Chapter 24 The Immune System

 

I. Innate Immunity

1. The immune system is the body system of defenses against agents (pathogens) that cause disease.

2. All animals have innate immunity, which is a set of defenses that are active immediately upon infection, and are the same whether or not the pathogen has been encountered previously.

3. Invertebrates rely solely on innate immunity. In vertebrates, innate immunity coexists with the more recently evolved adaptive immunity. In mammals, innate defenses include external barriers like skin and mucous membranes.

4. Most innate immune cells are phagocytes, the two main types are:

(1)  Neutrophils: the most abundant type of white blood cells that circulate in the blood and enter tissues at sites of infection.

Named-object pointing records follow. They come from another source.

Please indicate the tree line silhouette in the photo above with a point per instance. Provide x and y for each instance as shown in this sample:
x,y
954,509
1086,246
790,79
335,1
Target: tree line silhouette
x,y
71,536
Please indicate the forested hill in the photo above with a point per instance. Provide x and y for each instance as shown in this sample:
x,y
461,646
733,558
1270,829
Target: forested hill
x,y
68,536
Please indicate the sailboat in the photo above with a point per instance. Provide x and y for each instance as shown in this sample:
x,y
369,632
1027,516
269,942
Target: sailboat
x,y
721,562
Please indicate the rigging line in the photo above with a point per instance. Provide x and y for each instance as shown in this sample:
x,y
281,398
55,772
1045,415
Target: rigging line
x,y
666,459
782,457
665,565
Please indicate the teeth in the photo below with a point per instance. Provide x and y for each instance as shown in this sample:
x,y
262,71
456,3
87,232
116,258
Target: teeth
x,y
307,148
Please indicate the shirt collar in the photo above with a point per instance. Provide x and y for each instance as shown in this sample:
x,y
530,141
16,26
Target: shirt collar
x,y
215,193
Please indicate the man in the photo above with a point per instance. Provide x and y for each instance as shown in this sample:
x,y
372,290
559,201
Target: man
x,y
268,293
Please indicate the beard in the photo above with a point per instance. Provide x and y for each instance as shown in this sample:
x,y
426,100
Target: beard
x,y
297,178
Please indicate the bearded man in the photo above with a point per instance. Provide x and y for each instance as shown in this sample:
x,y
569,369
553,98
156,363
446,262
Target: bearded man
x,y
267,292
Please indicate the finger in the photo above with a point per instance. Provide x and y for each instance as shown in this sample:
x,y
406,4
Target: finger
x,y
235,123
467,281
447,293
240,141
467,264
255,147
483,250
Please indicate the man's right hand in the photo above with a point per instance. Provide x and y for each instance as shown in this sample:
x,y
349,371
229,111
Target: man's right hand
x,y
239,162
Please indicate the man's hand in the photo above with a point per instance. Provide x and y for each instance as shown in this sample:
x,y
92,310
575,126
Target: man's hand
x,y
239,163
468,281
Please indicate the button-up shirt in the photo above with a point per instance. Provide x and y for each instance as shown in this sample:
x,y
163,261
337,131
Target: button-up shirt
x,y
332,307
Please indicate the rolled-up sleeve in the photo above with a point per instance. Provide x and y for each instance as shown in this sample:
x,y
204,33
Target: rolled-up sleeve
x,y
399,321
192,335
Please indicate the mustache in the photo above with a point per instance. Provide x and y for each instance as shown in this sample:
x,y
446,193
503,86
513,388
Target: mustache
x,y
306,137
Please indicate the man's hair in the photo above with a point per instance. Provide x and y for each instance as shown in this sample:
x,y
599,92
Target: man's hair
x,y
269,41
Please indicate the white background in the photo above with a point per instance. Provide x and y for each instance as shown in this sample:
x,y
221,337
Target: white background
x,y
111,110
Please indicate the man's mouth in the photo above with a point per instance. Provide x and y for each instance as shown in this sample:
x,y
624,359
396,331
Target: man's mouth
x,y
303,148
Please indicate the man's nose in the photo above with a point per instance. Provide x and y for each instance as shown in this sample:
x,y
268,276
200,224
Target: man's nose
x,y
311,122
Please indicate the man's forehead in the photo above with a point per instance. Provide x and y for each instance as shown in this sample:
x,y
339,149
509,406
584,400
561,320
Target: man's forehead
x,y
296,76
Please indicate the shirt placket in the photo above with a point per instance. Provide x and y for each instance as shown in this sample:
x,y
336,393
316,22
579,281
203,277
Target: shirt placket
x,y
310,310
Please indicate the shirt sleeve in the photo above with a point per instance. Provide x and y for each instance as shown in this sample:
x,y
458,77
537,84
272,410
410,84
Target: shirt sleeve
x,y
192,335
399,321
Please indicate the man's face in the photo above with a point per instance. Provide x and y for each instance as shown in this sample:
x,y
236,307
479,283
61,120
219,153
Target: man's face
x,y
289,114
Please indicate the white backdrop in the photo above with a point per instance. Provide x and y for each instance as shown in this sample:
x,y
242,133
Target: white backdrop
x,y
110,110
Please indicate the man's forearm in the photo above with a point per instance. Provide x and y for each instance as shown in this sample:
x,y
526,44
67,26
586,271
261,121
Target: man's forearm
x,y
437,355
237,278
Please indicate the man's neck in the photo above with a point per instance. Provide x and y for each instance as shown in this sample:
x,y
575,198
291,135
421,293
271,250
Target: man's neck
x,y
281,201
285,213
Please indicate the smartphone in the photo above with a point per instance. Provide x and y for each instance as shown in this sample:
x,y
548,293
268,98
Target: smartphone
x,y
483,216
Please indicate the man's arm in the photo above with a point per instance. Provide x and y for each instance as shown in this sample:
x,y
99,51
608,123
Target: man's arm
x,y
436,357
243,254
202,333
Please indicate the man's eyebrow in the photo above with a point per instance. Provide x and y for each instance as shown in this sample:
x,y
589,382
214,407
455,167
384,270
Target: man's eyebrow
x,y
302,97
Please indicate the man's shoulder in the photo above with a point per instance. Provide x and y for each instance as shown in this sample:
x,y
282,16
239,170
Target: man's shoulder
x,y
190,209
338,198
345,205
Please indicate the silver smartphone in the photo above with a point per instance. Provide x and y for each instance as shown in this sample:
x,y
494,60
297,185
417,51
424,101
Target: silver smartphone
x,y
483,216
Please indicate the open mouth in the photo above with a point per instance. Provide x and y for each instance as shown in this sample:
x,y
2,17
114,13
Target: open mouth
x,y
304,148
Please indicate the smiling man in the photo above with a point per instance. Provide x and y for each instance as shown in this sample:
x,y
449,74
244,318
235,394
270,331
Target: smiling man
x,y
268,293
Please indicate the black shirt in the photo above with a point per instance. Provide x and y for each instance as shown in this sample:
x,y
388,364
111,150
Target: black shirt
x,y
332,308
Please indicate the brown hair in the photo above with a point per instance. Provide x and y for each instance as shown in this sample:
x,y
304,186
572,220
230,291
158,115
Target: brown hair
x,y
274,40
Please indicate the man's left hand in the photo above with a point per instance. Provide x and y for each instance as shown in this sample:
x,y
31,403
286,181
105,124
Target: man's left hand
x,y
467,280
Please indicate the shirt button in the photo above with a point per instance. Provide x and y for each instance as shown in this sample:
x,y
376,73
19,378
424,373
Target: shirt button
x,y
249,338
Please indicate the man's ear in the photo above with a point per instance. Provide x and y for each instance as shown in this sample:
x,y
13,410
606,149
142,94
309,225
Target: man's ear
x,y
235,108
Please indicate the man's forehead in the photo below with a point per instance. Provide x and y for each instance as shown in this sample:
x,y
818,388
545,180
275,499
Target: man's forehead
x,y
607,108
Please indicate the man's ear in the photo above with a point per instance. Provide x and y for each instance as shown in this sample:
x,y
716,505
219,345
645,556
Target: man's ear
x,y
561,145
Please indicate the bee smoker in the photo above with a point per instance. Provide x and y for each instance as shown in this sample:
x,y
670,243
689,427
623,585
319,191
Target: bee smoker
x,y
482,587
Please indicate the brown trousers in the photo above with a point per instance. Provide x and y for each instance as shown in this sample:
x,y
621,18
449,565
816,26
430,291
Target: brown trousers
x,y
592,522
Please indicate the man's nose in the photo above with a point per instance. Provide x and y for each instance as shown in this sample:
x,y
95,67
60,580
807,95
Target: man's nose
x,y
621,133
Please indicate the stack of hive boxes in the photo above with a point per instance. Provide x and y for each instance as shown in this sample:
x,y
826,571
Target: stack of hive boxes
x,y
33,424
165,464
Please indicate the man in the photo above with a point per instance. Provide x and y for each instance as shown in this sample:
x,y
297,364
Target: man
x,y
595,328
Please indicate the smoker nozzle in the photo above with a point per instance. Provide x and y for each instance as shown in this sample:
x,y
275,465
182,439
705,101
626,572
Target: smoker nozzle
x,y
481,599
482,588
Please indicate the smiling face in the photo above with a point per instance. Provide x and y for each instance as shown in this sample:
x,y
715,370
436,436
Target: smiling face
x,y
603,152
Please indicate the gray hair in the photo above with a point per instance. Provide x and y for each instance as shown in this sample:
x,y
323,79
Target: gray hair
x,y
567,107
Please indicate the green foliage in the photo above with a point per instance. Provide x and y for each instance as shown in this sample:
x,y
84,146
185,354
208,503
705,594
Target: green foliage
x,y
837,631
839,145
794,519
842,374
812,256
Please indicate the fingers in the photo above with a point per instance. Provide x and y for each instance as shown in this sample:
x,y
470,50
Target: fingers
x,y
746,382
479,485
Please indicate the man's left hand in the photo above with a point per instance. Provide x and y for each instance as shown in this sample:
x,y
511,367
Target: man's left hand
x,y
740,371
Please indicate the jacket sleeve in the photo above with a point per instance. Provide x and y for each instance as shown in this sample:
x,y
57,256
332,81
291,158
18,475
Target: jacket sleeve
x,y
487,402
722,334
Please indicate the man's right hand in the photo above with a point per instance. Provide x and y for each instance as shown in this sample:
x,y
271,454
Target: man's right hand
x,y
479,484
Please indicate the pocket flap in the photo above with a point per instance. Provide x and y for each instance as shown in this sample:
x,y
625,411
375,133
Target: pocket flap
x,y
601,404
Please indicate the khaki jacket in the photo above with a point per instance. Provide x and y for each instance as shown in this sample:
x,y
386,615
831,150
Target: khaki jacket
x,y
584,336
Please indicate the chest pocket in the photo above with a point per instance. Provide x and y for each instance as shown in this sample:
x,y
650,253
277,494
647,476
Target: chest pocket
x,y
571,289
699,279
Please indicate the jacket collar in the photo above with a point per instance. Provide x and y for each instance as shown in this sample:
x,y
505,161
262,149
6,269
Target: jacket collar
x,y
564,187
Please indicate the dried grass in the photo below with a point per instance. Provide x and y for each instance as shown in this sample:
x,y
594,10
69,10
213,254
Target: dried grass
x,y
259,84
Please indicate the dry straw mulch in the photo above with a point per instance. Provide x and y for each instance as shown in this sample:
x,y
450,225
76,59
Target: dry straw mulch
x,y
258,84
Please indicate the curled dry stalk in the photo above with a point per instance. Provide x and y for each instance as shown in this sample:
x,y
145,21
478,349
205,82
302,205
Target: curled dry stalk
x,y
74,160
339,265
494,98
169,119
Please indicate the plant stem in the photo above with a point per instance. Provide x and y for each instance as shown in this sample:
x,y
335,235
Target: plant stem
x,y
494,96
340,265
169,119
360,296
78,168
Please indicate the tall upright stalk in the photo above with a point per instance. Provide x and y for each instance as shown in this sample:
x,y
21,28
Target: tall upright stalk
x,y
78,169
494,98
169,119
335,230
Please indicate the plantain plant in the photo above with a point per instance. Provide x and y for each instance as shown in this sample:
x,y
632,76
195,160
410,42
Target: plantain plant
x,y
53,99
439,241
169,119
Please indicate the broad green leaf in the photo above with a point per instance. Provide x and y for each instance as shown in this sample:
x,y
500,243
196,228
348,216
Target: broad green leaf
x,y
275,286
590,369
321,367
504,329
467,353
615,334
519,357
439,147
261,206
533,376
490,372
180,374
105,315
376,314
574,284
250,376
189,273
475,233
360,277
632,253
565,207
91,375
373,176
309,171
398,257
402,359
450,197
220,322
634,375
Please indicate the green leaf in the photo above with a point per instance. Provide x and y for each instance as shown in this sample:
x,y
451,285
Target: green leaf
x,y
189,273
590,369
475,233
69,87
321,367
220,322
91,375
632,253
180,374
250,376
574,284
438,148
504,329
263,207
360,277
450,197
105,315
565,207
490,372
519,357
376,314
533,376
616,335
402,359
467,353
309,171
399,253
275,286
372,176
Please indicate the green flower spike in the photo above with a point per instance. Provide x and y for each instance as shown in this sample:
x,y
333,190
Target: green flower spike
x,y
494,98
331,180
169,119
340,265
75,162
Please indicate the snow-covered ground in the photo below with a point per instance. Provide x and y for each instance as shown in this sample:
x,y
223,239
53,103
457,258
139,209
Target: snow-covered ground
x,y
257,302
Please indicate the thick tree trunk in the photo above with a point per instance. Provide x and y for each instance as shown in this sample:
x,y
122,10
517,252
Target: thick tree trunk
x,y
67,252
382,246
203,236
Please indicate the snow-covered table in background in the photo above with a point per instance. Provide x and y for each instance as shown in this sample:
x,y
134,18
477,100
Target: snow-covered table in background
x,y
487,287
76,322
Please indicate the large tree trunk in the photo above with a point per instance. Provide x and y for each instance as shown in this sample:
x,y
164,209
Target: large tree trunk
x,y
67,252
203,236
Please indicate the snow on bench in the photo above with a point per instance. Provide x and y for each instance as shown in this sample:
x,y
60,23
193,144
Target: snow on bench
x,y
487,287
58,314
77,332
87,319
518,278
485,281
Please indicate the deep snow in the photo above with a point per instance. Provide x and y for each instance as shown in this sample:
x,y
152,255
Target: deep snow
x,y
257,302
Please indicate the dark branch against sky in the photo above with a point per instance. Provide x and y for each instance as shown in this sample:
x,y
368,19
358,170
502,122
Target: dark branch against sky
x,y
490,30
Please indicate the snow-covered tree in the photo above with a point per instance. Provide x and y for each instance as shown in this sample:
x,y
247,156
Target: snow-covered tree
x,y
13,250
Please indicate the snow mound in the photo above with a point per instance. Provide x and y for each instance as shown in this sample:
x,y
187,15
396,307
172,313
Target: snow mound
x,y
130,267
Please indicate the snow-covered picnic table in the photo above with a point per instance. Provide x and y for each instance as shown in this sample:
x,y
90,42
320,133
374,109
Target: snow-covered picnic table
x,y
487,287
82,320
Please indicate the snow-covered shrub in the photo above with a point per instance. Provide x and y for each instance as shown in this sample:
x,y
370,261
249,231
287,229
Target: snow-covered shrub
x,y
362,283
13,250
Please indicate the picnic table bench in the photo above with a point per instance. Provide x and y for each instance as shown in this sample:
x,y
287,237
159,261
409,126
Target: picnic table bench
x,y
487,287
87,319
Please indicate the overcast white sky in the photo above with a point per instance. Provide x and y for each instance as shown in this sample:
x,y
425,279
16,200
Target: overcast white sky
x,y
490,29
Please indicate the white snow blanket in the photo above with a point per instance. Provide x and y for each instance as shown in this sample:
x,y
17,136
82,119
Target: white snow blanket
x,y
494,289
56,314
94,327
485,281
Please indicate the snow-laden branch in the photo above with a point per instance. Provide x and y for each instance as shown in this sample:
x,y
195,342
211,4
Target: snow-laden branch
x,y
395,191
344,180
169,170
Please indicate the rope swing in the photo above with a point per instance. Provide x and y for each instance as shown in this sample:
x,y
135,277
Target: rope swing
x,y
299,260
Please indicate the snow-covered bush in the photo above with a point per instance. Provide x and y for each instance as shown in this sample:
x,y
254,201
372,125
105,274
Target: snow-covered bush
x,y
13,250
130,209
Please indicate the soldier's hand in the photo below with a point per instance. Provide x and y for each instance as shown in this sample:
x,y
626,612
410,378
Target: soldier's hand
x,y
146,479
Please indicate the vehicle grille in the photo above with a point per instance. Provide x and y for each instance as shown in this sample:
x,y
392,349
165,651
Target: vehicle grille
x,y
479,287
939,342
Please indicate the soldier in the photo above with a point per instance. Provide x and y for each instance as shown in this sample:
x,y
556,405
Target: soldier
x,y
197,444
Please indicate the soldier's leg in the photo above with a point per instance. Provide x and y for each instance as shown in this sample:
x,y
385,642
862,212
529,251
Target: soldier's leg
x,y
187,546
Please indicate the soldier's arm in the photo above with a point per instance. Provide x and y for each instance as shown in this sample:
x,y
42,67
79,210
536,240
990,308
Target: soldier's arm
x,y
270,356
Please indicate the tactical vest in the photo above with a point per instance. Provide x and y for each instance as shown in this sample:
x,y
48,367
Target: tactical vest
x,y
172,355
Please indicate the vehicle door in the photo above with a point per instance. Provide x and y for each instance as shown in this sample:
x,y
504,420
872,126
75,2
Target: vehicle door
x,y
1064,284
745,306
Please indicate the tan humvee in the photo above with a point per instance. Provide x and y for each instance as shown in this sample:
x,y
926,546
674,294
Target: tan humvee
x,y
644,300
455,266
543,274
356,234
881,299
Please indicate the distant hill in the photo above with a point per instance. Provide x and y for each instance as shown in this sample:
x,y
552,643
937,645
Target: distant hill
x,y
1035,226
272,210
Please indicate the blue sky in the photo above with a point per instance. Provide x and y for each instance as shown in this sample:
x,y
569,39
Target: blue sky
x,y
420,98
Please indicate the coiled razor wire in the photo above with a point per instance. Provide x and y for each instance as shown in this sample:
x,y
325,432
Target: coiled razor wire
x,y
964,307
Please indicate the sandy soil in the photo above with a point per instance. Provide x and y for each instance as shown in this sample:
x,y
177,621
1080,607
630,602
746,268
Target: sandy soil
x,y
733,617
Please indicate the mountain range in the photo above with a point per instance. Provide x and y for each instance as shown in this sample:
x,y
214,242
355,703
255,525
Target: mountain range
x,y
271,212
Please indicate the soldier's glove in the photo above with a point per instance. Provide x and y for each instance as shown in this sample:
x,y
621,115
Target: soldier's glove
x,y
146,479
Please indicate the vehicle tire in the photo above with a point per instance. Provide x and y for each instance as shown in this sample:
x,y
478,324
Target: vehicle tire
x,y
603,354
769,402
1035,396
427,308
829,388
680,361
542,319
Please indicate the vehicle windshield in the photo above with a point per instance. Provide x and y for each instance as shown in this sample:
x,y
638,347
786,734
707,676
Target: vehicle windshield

(2)  Macrophages: large phagocytes are capable of phagocytosis (eating any bacteria and viruses) they encounter.

5. In vertebrates, internal innate immunity includes proteins that either attack infecting microbes directly or impede their reproduction. Interferons are proteins produced by virus-infected cells that help to limit the cell-to-cell spread of viruses.

6. Additional innate immunity in vertebrates is the complement system, a group of about 30 different proteins that circulate in an inactive form in the blood. The complement system is a part of the immune system that enhances (complements) the ability of antibodies and phagocytes to clear pathogens from an organism. These complement proteins can act with other defense mechanisms, leading to the lysis of invading cells.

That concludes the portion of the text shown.